Image by Leandro De Carvalho from Pixabay
I’ve been reading Glenn Greenwald’s book No Place to Hide: Edward Snowden, the NSA, and the US Surveillance State. Needless to say, it’s nightmare fuel.
From page 42 of the paperback version:
“…It was during his stint with the CIA that Snowden began to feel seriously troubled by his government’s actions.
‘Because of the access technical experts have to computer systems, I saw a lot of secret things’ Snowden told me, ‘and many of them were quite bad. I began to understand that what my government really does in the world is very different from what I’d always been taught. That recognition in turn leads you to start reevaluating how you look at things, to question things more.’
One example he recounted was an attempt by CIA case officers to recruit a Swiss banker to provide confidential information. They wanted to know about the financial transactions of people of interest to the United States. Snowden recounted how one of the undercover officers befriended the banker, got him drunk one night, and encouraged him to drive home. When the banker was stopped by the police and arrested for DUI, the CIA agent offered to help him personally in a variety of ways, provided that the banker cooperated with the agency. The recruitment effort ultimately failed. ‘They destroyed the target’s life for something that didn’t even work out and simply walked away,’ he said. Beyond the scheme itself, Snowden was disturbed by how the agent bragged about the methods used to reel in his catch.
An added element of frustration came from Snowden’s efforts to make his superiors aware of the problem in computer security or systems he thought skirted ethical lines. Those efforts, he said, were almost always rebuffed.
‘They would say this isn’t your job, or you’d be told you don’t have enough information to make those kinds of judgments. You’d basically be instructed not to worry about it,’ he said. He developed a reputation among colleagues as someone who raised too many concerns, a trait that did not endear him to superiors. ‘This was when I really started seeing how easy it is to divorce power from accountability, and how the higher the levels of power, the less oversight and accountability there was.” emphasis mine
That seems to be a trend, doesn’t it?
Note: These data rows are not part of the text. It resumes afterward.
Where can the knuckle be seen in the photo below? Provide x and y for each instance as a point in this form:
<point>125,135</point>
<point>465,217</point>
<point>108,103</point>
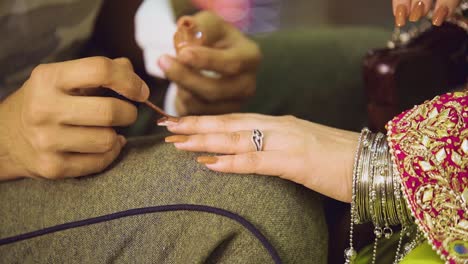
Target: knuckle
<point>133,115</point>
<point>35,114</point>
<point>257,54</point>
<point>289,119</point>
<point>39,71</point>
<point>235,138</point>
<point>135,82</point>
<point>107,113</point>
<point>249,87</point>
<point>125,61</point>
<point>101,69</point>
<point>213,93</point>
<point>224,122</point>
<point>108,140</point>
<point>50,167</point>
<point>252,161</point>
<point>43,141</point>
<point>43,75</point>
<point>234,67</point>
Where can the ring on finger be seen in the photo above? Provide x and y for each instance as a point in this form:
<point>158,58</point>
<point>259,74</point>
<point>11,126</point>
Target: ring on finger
<point>257,139</point>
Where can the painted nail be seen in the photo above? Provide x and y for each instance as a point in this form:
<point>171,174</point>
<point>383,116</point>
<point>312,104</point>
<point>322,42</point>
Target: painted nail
<point>168,121</point>
<point>186,56</point>
<point>122,140</point>
<point>401,14</point>
<point>207,159</point>
<point>144,91</point>
<point>417,12</point>
<point>165,62</point>
<point>440,15</point>
<point>176,139</point>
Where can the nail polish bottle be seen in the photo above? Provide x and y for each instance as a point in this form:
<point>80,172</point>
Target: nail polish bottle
<point>188,34</point>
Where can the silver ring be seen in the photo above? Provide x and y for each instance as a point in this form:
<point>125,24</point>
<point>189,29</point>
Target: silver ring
<point>257,139</point>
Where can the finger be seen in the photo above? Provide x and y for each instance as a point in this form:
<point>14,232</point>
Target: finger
<point>79,139</point>
<point>223,123</point>
<point>265,163</point>
<point>401,11</point>
<point>125,63</point>
<point>230,61</point>
<point>100,71</point>
<point>188,104</point>
<point>208,89</point>
<point>221,143</point>
<point>97,111</point>
<point>443,10</point>
<point>419,8</point>
<point>86,164</point>
<point>211,27</point>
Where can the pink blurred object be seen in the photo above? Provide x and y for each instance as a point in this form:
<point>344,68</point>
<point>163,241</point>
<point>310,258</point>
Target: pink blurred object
<point>236,12</point>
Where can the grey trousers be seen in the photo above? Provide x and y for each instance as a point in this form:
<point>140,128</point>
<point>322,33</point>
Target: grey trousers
<point>157,205</point>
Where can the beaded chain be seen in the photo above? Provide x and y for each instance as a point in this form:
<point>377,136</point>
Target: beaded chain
<point>377,195</point>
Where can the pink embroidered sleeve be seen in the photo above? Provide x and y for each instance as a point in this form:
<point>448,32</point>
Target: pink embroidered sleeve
<point>429,147</point>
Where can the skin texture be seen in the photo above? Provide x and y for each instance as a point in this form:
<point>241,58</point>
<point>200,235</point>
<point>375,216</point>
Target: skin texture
<point>55,126</point>
<point>415,9</point>
<point>318,157</point>
<point>221,48</point>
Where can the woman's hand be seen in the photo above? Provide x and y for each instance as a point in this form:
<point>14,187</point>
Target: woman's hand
<point>415,9</point>
<point>226,51</point>
<point>55,126</point>
<point>318,157</point>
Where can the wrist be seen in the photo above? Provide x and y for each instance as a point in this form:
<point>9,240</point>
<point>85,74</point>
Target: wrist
<point>9,169</point>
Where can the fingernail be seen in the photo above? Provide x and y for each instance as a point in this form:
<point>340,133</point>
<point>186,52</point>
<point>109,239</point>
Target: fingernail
<point>440,15</point>
<point>144,91</point>
<point>176,139</point>
<point>122,140</point>
<point>417,12</point>
<point>186,56</point>
<point>207,159</point>
<point>165,62</point>
<point>168,121</point>
<point>401,14</point>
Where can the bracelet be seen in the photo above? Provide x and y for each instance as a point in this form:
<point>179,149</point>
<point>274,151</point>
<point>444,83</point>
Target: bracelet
<point>376,193</point>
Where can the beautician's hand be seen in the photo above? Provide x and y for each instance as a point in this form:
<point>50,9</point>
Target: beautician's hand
<point>53,127</point>
<point>316,156</point>
<point>415,9</point>
<point>225,51</point>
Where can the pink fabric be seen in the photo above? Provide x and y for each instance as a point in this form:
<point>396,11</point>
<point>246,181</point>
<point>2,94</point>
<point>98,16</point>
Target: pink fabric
<point>236,12</point>
<point>429,149</point>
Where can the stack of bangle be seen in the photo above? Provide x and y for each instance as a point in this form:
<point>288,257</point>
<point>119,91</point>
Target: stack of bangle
<point>377,195</point>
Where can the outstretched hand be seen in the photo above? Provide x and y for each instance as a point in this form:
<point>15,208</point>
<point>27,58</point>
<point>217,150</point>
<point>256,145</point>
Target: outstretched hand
<point>316,156</point>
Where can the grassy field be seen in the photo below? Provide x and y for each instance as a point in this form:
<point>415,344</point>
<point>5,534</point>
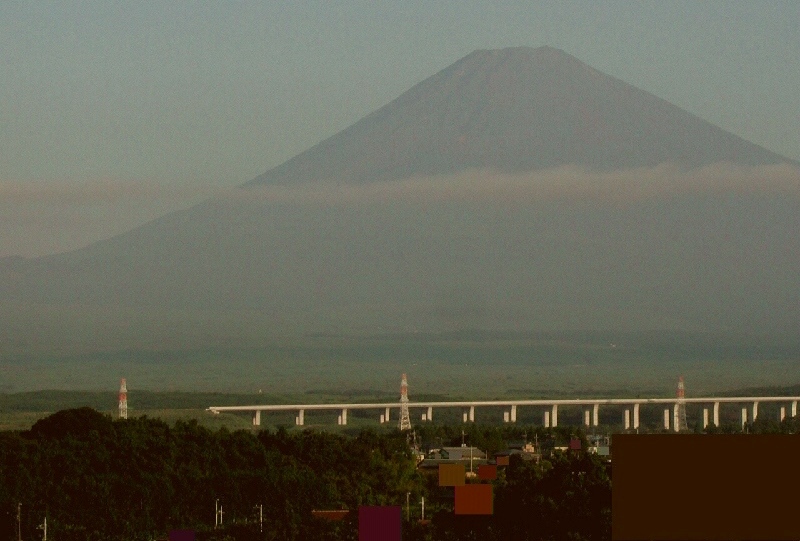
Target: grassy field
<point>181,383</point>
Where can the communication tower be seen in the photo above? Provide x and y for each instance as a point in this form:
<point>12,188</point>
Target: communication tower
<point>123,399</point>
<point>681,406</point>
<point>405,419</point>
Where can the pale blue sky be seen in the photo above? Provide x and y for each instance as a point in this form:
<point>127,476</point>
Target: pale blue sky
<point>191,96</point>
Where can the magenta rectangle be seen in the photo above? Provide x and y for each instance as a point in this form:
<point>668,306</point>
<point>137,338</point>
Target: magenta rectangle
<point>379,523</point>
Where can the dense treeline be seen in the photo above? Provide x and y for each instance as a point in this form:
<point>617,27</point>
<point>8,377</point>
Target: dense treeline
<point>97,478</point>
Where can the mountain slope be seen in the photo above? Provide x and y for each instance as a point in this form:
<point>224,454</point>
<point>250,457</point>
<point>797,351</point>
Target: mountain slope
<point>516,110</point>
<point>339,239</point>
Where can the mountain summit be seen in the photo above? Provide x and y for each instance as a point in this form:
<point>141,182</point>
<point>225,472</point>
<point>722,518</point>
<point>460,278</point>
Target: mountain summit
<point>516,110</point>
<point>350,250</point>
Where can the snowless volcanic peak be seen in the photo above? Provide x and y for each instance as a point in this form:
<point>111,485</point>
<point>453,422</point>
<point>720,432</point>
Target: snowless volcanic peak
<point>516,110</point>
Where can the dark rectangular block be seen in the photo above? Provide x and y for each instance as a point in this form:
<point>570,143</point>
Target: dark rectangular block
<point>181,535</point>
<point>379,523</point>
<point>474,500</point>
<point>451,475</point>
<point>705,486</point>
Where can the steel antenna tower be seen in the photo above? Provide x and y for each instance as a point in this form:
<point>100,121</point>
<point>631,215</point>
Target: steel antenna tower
<point>123,399</point>
<point>405,419</point>
<point>682,405</point>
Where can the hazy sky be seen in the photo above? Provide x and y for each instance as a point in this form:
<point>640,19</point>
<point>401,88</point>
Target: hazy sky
<point>112,113</point>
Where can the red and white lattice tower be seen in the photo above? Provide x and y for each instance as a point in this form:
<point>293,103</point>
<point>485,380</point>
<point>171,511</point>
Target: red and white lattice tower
<point>123,399</point>
<point>405,419</point>
<point>681,405</point>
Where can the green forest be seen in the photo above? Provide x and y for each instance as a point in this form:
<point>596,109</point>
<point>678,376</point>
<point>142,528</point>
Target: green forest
<point>95,478</point>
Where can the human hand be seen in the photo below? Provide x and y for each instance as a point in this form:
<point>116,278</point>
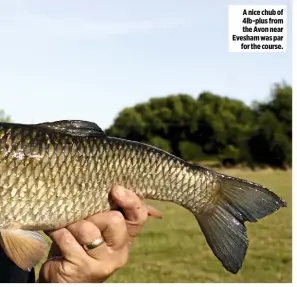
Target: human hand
<point>96,265</point>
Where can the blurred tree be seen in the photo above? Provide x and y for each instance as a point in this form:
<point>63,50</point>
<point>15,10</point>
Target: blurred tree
<point>213,126</point>
<point>271,141</point>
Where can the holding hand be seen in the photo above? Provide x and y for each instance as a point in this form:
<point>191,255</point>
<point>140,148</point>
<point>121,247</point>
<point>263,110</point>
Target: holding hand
<point>94,248</point>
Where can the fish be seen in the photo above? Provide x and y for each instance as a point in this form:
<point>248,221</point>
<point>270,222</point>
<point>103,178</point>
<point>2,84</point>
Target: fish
<point>56,173</point>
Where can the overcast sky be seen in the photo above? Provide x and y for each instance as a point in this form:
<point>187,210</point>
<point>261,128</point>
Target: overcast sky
<point>90,59</point>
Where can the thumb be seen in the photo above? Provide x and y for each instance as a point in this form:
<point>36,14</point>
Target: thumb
<point>49,271</point>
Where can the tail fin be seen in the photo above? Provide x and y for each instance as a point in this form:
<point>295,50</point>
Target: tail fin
<point>238,201</point>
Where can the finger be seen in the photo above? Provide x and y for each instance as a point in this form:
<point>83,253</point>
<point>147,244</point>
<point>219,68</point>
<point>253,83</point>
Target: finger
<point>113,227</point>
<point>154,212</point>
<point>85,232</point>
<point>66,242</point>
<point>133,208</point>
<point>54,251</point>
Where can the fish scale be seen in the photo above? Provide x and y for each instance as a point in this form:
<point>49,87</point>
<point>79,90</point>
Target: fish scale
<point>54,174</point>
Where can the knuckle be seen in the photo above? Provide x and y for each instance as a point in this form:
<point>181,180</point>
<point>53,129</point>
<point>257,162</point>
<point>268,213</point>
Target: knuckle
<point>117,218</point>
<point>106,271</point>
<point>123,259</point>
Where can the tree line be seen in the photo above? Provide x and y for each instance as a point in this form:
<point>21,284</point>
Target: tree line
<point>211,127</point>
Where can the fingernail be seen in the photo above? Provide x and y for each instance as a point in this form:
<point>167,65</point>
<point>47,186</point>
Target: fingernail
<point>120,192</point>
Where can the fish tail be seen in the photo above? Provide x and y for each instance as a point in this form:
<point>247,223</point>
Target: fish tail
<point>223,224</point>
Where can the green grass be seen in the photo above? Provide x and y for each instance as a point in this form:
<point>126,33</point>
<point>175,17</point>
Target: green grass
<point>174,249</point>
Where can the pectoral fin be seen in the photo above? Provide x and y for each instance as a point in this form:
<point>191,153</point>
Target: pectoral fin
<point>25,248</point>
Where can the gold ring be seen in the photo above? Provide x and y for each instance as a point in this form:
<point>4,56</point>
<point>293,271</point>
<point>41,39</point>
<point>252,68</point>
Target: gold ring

Don’t worry about it. Hush up. It’s not your job, it’s not your place to think about these things. You are a poor little peon who can’t possibly understand economics anyway, so stop it. You aren’t capable of making those types of judgments, so why bother? Allow the overlords to tell you what to think. When we say it’s time to panic, you can panic. Otherwise, assume there is no recession and get lost in mindless celebrity gossip and reality TV.